We didn't meet Rupert before we brought him home, but when we looked at baby pics daughter and I both independently thought he had the look of a Rupert. It does seem to suit him - second choice was Jasper. Absent minded OH calls him Rudolph.


----------



## JulesB (Mar 6, 2011)

i wanted a name that wasn't one that friends had called their children. so i started thinking and as i knew the only dog i wanted was cockapoo i quickly came across Betty Boo which just stuck and the breeder started calling her it once i'd picked her so that was it chosen!!!


----------



## lady amanda (Nov 26, 2010)

JulesB said:


> i wanted a name that wasn't one that friends had called their children. so i started thinking and as i knew the only dog i wanted was cockapoo i quickly came across Betty Boo which just stuck and the breeder started calling her it once i'd picked her so that was it chosen!!!


she really does suit being called Betty Boo too!


----------



## myrab (Jul 7, 2011)

My daughter and I spent an evening compiling a list and tested them all out with my labrador Clara as we didn't want her to get confused. We had 18 and my husband veteoed most of them on the basis he wasn't calling that out in public!

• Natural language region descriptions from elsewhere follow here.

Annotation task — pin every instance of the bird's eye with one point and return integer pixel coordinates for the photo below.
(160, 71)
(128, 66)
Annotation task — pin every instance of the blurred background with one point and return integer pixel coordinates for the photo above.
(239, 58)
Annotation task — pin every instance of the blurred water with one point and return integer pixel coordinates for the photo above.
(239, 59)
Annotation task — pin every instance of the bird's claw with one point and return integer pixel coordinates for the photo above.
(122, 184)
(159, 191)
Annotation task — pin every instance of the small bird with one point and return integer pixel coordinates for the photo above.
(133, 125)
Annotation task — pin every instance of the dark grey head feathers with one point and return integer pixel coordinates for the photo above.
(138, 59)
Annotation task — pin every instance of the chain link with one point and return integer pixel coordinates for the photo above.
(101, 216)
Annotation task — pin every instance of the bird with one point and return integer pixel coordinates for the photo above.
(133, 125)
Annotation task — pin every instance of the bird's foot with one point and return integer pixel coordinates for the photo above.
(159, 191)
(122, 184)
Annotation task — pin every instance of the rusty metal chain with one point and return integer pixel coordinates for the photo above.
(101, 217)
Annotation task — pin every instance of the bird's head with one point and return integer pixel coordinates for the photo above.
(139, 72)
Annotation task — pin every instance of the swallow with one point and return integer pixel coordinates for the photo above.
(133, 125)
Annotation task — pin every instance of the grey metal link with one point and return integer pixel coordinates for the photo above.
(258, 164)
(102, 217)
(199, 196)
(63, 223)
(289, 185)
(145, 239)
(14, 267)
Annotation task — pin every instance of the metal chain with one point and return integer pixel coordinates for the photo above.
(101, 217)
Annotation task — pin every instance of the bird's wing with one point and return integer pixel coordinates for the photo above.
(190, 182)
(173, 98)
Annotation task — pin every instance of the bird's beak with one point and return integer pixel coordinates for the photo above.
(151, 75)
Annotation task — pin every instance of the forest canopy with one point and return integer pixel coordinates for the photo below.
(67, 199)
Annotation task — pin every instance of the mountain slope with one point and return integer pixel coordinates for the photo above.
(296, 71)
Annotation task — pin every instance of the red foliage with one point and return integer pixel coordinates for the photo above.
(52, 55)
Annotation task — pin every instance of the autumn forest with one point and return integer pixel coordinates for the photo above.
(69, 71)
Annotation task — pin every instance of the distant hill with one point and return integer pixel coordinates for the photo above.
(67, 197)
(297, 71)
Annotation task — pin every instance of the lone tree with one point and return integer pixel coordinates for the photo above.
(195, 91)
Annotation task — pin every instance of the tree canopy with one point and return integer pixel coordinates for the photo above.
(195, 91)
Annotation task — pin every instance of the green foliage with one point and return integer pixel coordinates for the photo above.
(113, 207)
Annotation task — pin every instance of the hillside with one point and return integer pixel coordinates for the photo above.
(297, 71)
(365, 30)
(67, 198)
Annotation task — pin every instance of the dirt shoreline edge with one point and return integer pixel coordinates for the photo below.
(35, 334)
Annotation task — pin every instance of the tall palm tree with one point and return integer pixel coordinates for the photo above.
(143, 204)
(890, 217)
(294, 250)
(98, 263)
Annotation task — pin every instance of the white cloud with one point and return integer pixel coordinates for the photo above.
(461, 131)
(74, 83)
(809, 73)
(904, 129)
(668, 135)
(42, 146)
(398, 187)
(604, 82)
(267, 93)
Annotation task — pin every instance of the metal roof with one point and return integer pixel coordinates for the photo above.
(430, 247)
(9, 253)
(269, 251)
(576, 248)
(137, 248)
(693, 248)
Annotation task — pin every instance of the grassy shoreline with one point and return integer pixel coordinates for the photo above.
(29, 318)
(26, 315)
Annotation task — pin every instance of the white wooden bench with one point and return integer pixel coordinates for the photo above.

We settled on Lola, first one on our list, and it really suits her.


----------



## Carol (Jun 12, 2011)

Both times no one in our family could agree - there's me, husband and 3 sons so everybody chose their favourite name and then put them in the hat and the first one drawn out was the name we went with 

Can't think of my girls being called anything else but Maisy and Ellie now! xx


----------



## Nadhak (Jun 4, 2011)

I was undecided about getting a dog due to my son having allergies and also the workload of a puppy but my hubby persevered and sent me a picture of a black and tan puppy available at SYLMLS - I dissolved and said "oh she looks sweet and yummy just like Treacle" - so the name "stuck" after all deciding it suited her colouring!
Its a love it or hate it name! We love it and her x


----------



## IzzyNY202 (Jun 28, 2011)

When we first met our little baby, he was only about four weeks old. He had tan fur and even though he was barely old enough to walk, you could tell he had a spunk/attitude about him, like, "Don't let my size fool you, I'm rough and I'm tough!" He was also the only one in the litter of four that was attempting to bark -- so much so that when I said to him, "Aren't you cute?? Do you have anything else to say??" he looked right at me and barked lol. 

In the days following that first meeting, my husband and I wracked our brains trying to come up with a name that suited him. Finally, he suggested Simba (ironic since I'M the Disney fanatic in this relationship!). He said that when Simba barked at me, it was like he was working on his roar lol. I just loved the name. It suited his little personality perfectly. And little did we know that as he got older, he would demonstrate even more Simba-like qualities. For example, he loves to wake us up early, and whenever he sees another dog approaching him from a distance, he'll lower himself to the ground and try to hide in the grass lol.


----------



## MichelleE (Apr 2, 2011)

I always pictured myself with girls (children) and love flower names, though the hubby wasn't too keen. When my daughter was born I managed to persuade him to have the middle name 'Rose', but when we got to naming the pups I was let loose! Still had to convince the kids (with double scoops at the ice cream farm) to go with my name choice though!

I reckon there is still room for Lily, Tulip, Bluebell........


----------



## Happyad (Oct 5, 2010)

Easy!
Duffy - the singer, my niece was murdering the song " mercy" and we thought, Duffy
Martha - reeve and the vandellas! Plus want a different sounding finish to the name. As it makes it easier for the dogs to recognise their own name.


----------



## ali-s.j. (Jun 6, 2011)

> May be Maggie for your next dog .. the chocolate one ha ha ha ...


I have chosen the next one - he is Rupert


----------



## embee (Dec 27, 2010)

Flo was named after Steve Vai's guitar


----------



## Ali79 (Mar 30, 2011)

Sezra said:


> Beau is beautiful! I also love Tallulah, it is the name of my chicken!


Thanks Sarah - we obviously have very good taste  x


----------